What wasn’t quite possible during the World Cup finally came true last night at the Oscars. While soccer fans and film fans might not be the same audience, it’s no question that the cast and creators of The Lives of Others have made Germany proud.
Nominated for Best Foreign Language Film, the directorial debut of Florian Henckel von Donnersmarck was up against four other foreign language films first narrowed down from a list of sixty-seven, and then from a shorter list of nine. Each country is able to officially submit one of their own films and ultimately the five nominees are chosen by a special panel of Academy Members. The Lives of Others made the first cut, then the second cut, and last night won the little bald man for Germany.
If an Oscar isn’t enough recommendation for you, I can only say that this was the best movie I saw last year (and I saw The Departed) and could be the best movie you see this year. It opened in Los Angeles and New York the weekend of February the 9th and earned $277,000, the highest figure for any German export thus far, and as they say, “is coming soon to a theater near you.” Look for it the first weekend of March.

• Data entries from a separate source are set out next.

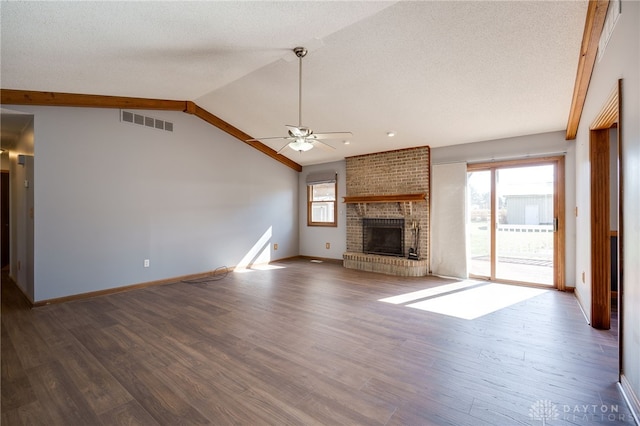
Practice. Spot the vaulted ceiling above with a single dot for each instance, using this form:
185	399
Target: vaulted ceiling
435	73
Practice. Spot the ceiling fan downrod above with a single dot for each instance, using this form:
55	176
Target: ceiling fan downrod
300	52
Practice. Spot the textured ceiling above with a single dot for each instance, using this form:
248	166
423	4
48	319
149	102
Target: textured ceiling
436	73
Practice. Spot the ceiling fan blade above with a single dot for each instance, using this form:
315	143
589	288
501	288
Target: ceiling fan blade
323	145
269	138
330	135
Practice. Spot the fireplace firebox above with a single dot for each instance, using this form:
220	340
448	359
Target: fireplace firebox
383	236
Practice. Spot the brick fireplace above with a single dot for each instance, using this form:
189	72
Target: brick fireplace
388	187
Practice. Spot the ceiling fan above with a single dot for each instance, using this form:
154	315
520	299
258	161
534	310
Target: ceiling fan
301	138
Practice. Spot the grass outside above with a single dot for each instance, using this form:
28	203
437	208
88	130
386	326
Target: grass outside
522	245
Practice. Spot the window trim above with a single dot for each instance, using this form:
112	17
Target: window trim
310	206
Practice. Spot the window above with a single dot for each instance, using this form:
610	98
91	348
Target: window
321	200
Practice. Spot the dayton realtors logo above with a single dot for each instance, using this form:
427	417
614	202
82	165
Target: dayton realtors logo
546	411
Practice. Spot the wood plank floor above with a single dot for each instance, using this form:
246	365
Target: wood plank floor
304	344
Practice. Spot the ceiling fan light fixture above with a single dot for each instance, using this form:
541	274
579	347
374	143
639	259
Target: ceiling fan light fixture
301	145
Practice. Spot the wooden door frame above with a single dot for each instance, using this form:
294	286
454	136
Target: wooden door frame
559	211
599	159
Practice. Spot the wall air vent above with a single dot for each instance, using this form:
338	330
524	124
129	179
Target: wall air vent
142	120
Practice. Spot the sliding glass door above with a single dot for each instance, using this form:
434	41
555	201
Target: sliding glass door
513	221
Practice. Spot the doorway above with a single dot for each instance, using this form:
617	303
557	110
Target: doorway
606	212
516	226
4	219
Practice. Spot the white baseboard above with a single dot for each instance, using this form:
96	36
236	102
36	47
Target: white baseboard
632	399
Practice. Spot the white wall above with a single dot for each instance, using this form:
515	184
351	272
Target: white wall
313	239
544	144
621	60
110	194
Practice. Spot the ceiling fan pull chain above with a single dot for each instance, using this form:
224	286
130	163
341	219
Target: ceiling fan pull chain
300	91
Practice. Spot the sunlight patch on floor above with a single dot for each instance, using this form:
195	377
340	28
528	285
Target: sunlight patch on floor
475	302
260	267
430	292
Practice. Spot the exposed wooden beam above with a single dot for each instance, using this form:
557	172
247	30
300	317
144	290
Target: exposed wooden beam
28	97
596	14
205	115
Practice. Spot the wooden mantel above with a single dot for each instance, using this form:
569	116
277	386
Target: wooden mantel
394	198
405	201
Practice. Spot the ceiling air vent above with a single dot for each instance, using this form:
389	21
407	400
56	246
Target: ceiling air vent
142	120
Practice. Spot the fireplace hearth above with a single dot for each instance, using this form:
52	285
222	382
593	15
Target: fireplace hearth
383	236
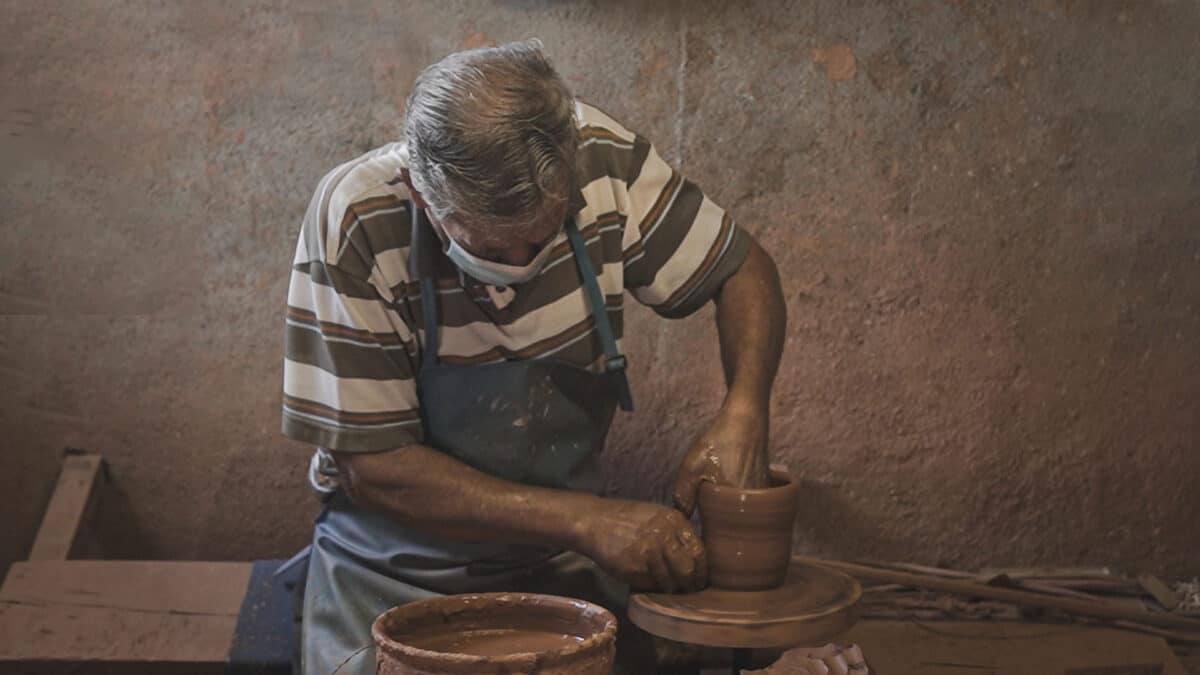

A woman I know who works in the German film industry, says Americans only like German movies that have to do with World War II. I think with the success of movies like Goodbye Lenin! and now The Lives of Others, we can say that Americans also like German movies that have to do with the GDR. The film portrays Georg Dreymann, a playwright (Sebastian Koch), and Christa-Maria Sieland, his actress companion (Martina Gedeck), their circle of artist friends, and the system that is spying on them in East Berlin. This system is represented by Stasi agent Gerd Wiesler (Ulrich Muehe) who listens daily to their passions and their troubles through the wires leading from their apartment to his post in their attic. Under the undetected pressure of the surveillance, their lives begin to spin out of control. Although the contrast between the rich lives of the artist couple and the emptiness of the spy’s life could have been tritely handled, each actor fills his or her role with such intensity that the film is exquisitely painful, a love story between a man and a woman, and between a spy and the lives of others.